Cutter’s Way

Honesty time. I miss a lot of films, most of them are the big movies everyone talks about, the one’s you rush out to see on Friday night and forget you saw only weeks later. Movies come and movies go, but these days I don’t go to the movies. So, it’s no surprise to me when someone mentions a recent film and I haven’t seen it, but usually I’ve heard of it. Yes, sometimes generic titles make every film sound similar, like faux movie titles from Seinfeld. I can’t keep two word titles straight to save my life. Was Intolerable Crueltyy the comedy or was that Cruel Intentions?

Cutter’s Way was made years before I refined my taste or before my budget refined it for me. How I never saw this film or barely recall its title ever being mentioned is beyond me. This booze soaked modern noir delivers one of the greatest crime stories of the 80’s. Based on a novel called Cutter and Bone, John Heard and Jeff Bridges star in the titular roles, respectively. Though Bone gets dropped from the film’s title, it is in essence his story that is being told. After his car breaks down and a discarded body is found near his abandoned ride Bone is suspected of murder. However, crippled, one-eyed, Vietnam vet Alex Cutter has another theory. He suspects that the real killer is a local industrialist. Knowing that no one will believe their wild accusations, Cutter decides to take the case into his own hands, piecing together clues and spinning a wild whiskey soaked web of paranoia. Bone gets caught up in Cutter’s schemes.

Heard delivers an on edge performance, teetering between comical and scary. There is a sense of true inebriation in Cutter, with scatter shot lines sounding like buckshot firing from a loose canon. Credit certainly needs to be given to screenwriter, Jeffery Allen Fiskin, for providing Cutter with memorable non-sequiturs. Due credit need also be given to Heard for being able to transform such lines into gold. Acting is tough, acting drunk without making it seem like you are acting drunk is very tough. That he succeeds is something of a miracle. I do not mean to discredit Heard’s acting ability, but truly he takes his character down a road that could lead to genius or foolishness. Bridges on the other hand has a less difficult role. Wisely, he takes a back seat to Heard’s show stealing, but Bridges’ low-key performance is a personal best, with smirks and body gesture delivering true sentiment. I’m hesitant to give credit to Ivan Passer, the director, for particular acting choices. Having never seen another Passer directed picture nor recognizing a single title in his filmography, I am apt to believe he lucked into the good graces of two performers who just happened to be on the mark.
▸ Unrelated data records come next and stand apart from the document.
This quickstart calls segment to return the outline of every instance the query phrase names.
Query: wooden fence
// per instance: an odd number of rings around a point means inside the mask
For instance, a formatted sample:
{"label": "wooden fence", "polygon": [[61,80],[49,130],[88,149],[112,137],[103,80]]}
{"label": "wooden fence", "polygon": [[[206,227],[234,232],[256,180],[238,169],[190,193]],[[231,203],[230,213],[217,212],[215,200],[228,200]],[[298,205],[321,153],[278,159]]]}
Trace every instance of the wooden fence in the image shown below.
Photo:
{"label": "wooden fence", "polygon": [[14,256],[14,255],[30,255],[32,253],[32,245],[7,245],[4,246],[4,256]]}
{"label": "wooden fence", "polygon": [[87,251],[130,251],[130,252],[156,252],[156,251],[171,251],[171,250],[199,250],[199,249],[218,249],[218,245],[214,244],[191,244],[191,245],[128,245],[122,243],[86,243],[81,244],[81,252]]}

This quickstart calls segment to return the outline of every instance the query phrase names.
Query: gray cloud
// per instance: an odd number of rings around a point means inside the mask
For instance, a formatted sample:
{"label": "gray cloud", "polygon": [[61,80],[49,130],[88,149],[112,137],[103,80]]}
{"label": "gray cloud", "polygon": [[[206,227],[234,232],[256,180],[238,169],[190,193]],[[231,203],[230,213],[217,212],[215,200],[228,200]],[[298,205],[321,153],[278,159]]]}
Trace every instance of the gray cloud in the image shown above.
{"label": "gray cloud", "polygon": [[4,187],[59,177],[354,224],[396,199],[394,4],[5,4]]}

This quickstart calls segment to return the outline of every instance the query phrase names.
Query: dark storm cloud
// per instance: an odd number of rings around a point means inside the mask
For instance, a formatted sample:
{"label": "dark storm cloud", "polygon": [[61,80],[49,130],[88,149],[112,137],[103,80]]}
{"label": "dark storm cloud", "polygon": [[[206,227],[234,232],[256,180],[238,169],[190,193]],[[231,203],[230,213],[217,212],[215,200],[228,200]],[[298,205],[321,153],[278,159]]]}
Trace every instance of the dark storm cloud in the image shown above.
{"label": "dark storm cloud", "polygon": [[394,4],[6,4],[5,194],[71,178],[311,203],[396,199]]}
As for the look and feel of the picture Passer may deserve more credit, or perhaps credit should go to Jordan Cronenweth, the film’s cinematographer. Looking more like Rolling Thunder and less like Blade Runner – two other substantial titles to Cronenweth’s credit, Cutter’s Way has a very interesting visual style composed of long takes that use the full scope of the widescreen space with characters moving in and out of warm pockets of natural lighting. It’s a rather odd choice for a film that gets referred to as a modern noir, to be so rooted in sunny waterside locations such as country clubs and marinas. The glamorous locations do hide the shadowy underworld of perversion and corruption that is so often thought of in black and white noir films. If anything, the bright, colorful scenery play against Cutter’s paranoid theories, making it hard to believe or want to believe that a place that looks like paradise could be shadow and corrupt.
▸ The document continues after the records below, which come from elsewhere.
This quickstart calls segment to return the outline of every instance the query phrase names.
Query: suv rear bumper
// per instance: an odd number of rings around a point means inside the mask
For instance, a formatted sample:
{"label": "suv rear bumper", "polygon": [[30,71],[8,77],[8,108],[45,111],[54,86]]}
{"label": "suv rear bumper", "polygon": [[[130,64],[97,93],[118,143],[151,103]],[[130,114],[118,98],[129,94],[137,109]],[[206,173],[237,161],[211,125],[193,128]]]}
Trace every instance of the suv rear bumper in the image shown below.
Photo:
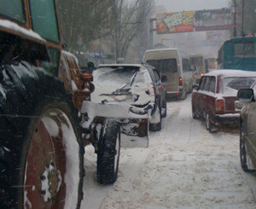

Still, it is not hard to imagine that those in power commit crimes and get away with it. That’s a thought that has been around since the beginning of time. In this respect Cutter’s Way is nothing illuminating. The fact that the hope for justice lies in the head and one hand of whacked out Vietnam Vet who can’t be totally trusted is something new and it’s what make Cutter’s Way so unique and so entertaining. You have to become as paranoid as Cutter to go along with the film, at the same time Cutter is the last guy whom you’d want to go along with. Cutter’s way of doing things is anything but normal. It’s down right frightening because Cutter is at rope’s end and for the most part, we all like to think we aren’t that far down. We side with Bone. We understand his hesitancy to go along with Cutter’s plans. But, to do so let’s the bad guy get away.

It’s amazing that I missed this film, never even heard of it. Perhaps, I mistook it for Cannery Row. I certainly know better now. Still, you’d think I would have caught it on cable, had someone whispering in my ear telling me to see it, but for nearly 25 years I just plumb overlooked this gem and now I am feeling a little bit sorry. Cutter’s Way doesn’t top a lot of critical lists, nor does it exactly fall into the field of “cult classic”. It’s one of those oh-so rare cases when a Hollywood production produces the unexpected. It seemed to happen a lot more often in the 70’s, but this film proves that even up into the early 80’s and possibly today there are great films hidden in the cracks of Sunset Boulevard. It’s not enough to make me rush out to the theatres and make sure I don’t miss something, but it does give me pause to think of what other lesser known titles I may have passed on by.